All my lean life I garnered nothing but a dream or two, These others gathered harvests And grew fat with grain. But no man lives by bread, And bread alone. So, forgetful of their scorn, When starved, they cried for life, I gave them my last dreams, I bared for them my heart, That they might eat!

APRIL ON THE RIALTO

A canyon of granite and steel, A river of grim unrest, And over the fever and street-dust Arches the azure of dream. And fretting along the tumult, Threading the iron curbs, Tawdry in tinsel and feather Drift the daughters of pleasure, The sad-eyed traders in song, The makers of joy, The Columbines of the city Seeking their ends! But under the beaded eye-lash, Under the lip with its rouge, Under the mask of white Splashed with geranium-red, As God's own arch of azure Leans softly over the street, Surely, this day, runs warmer The blood through a wasted breast!

THE SURRENDER

Must I round my life to a song, As the waves wear smooth the shore-stone? Shall the mortal beat and throb Of this heart of mine Be only to crumble a dream, And fashion the pebbles of fancy, That the tides of time may cover, Or a child may find?

Little in truth it matters; But this at the most I know: Infinite is the ocean That thunders upon man's soul, And the sooner the soul falls broken, The smoother will be its song!

THE PASSING

Ere the thread is loosed, And the sands run low, And the last hope fails, Wherever we fare, O Fond and True, May it fall that we come in the end, Come back to the crimson valleys, Back to the Indian Summer, Back to the northern pine-lands, And the grey lakes draped with silence, And the sunlight thin and poignant, And the leaf that flutters earthward, And the skyline green and lonely, And the ramparts of the dead world Ruddy with wintry rose! May we fare, O Fond and True, Through our soft-houred Indian Summer, Through the paling twilight weather, And facing the lone green uplands, And greeting the sun-warmed hills, Step into the pineland shadows And enter the sunset valley And go as the glory goes Out of the dreaming autumn, Out of the drifting leaf And the dying light!

PROTESTATIONS

If I tire of you, beautiful woman, I know that the fault is mine; Yet not all mine the failure And not all mine the loss! In loveliness still you walk; But I have walked with sorrow! I have threaded narrows, And I have passed through perils That you know nothing of! And I in my grief have gazed In eyes that were not yours; And my emptier hours have known The sigh of kindlier bosoms, The kiss of kindlier mouths! Yet the end of all is written, And nothing, O rose-leaf woman, You ever may dream or do Henceforth can bring me anguish Or crown my days with joy!

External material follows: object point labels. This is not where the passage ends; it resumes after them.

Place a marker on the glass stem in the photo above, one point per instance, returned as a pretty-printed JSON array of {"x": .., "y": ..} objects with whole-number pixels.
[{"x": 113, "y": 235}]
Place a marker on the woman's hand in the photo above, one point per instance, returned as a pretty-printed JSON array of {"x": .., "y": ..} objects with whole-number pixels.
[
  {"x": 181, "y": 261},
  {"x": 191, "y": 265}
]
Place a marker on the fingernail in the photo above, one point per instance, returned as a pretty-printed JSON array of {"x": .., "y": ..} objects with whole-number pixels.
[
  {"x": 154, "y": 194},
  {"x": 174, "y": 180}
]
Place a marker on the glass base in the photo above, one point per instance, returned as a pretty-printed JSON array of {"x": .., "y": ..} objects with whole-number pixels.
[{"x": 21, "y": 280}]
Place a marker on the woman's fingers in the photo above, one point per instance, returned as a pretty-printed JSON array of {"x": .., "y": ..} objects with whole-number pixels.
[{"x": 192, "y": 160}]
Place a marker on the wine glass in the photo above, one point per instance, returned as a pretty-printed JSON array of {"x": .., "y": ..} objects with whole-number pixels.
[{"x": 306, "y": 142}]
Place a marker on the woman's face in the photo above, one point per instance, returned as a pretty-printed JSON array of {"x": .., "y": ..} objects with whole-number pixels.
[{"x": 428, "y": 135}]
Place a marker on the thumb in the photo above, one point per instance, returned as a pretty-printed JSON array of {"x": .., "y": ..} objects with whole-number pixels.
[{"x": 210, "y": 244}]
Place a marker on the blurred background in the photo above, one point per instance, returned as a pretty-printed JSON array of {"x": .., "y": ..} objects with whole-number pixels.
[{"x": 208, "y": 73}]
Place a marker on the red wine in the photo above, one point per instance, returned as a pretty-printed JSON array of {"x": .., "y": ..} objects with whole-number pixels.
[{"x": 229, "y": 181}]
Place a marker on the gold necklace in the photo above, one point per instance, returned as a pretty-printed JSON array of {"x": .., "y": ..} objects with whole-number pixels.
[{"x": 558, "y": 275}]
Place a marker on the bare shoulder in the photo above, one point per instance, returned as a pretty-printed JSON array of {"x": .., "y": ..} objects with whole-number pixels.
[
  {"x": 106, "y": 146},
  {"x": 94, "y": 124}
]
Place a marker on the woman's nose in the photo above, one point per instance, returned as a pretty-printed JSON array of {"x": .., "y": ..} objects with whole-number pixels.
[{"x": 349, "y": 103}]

_Three tears, O stately woman, You said could float your soul, So little a thing it seemed! Yet all that's left of life I'd give to know your love, I'd give to show my love, And feel your kiss again!_

I SAT IN THE SUNLIGHT

I sat in the sunlight thinking of life; I sat there, dreaming of Death. And a moth alit on the sun-dial's face, And the birds sang sleepily, And the leaves stirred, And the sun lay warm on the hills, And the afternoon grew old.

So, some day I knew the birds would sing, And the leaves would stir, And the afternoon grow old-- And I would not be there. And the warmth went out of the day, And a wind blew out of the West where I sat, And the birds were still!